Their end is destruction; their god is the belly; and their glory is in their shame; their minds are set on earthly things. - Philippians 3:19
Paul is describing the ‘enemies of the cross of Christ’ in his letter to the Philippians - those who do not follow in Christ’s way, but follow their own desires and appetites instead. Paul’s words bring me back to the gospel reading last Sunday, when Jesus was out in the desert eating nothing for 40 days. Jesus took an intentional time-out in the desert - to empty himself, pray, fast and get closer to God. That image of ‘emptying out’ is a powerful one in the season of Lent. We pour out some water from our overfull glasses in order to make room for God to enter in a new way. Without some emptying out, our lives are too full and hectic to be able to receive the nuanced and sometimes subtle but very deep and profound gifts that we are missing when we allow ourselves to be led by our calendars, our cravings and our bellies instead of God.
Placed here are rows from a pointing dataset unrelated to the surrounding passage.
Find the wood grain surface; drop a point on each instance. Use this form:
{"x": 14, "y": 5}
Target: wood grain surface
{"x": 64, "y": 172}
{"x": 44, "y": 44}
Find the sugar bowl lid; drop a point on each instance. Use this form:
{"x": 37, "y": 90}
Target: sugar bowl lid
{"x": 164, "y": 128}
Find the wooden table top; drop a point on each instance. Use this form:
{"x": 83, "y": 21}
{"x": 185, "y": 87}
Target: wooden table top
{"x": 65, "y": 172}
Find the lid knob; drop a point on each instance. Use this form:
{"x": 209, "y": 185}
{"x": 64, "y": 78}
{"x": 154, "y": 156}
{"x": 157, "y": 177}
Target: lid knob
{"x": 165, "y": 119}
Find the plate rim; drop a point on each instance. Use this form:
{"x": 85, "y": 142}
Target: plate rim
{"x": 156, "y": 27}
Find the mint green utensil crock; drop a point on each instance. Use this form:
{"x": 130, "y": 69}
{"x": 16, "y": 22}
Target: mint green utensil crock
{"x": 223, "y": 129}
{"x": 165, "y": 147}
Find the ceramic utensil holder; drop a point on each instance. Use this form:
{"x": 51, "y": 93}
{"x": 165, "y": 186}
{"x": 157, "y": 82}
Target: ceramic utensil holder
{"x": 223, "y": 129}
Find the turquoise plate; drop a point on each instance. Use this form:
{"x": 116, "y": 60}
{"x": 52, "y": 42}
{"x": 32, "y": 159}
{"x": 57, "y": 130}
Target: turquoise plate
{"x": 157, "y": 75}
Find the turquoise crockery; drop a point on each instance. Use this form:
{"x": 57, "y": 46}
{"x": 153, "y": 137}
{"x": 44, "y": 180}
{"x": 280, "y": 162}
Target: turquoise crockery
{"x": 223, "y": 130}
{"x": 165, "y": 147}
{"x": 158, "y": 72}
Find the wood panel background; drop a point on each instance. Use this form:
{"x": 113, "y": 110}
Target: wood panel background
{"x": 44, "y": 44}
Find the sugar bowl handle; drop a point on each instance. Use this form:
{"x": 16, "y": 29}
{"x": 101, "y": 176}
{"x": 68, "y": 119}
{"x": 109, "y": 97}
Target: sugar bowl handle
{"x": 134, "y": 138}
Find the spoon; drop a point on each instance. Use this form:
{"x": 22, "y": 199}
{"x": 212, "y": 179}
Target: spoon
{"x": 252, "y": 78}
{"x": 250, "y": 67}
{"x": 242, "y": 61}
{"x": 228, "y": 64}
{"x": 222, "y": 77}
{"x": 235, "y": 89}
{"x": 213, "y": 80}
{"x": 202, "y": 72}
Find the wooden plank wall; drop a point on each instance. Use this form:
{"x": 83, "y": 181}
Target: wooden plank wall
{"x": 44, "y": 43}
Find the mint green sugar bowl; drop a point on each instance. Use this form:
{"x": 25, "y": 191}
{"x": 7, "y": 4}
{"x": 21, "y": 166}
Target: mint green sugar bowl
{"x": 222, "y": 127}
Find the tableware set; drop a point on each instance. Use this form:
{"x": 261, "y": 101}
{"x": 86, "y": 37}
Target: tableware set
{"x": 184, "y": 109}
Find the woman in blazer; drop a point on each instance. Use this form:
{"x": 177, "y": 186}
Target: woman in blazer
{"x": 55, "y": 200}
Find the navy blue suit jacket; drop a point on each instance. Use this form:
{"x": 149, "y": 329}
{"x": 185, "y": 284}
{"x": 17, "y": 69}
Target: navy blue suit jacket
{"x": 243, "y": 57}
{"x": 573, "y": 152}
I find Paul’s use of the phrase ‘enemies of the cross’ provocative. You may think of a spiritual life as one without strife or anxiety. But Paul is reminding us that following Christ means walking in the way of the cross, for only in the struggles and crucifixions of life will we find resurrection and new life. A life filled with the peace that passes all understanding does not always look peaceful in the way we might expect.
It is a human trait to want to avoid crosses, though. Our gut instincts and our bellies warn us of any kind of perceived danger ahead, which is often important and helpful. But our bellies can also lie to us, telling us that we need something that is actually not good for us. And they can sway us from something that is actually just what we need. That is why in Lent we practice ways to give our bellies a rest and turn our hearts afresh toward heavenly things in order to discern how we are being called to follow Jesus more closely, even when the path does not seem peaceful.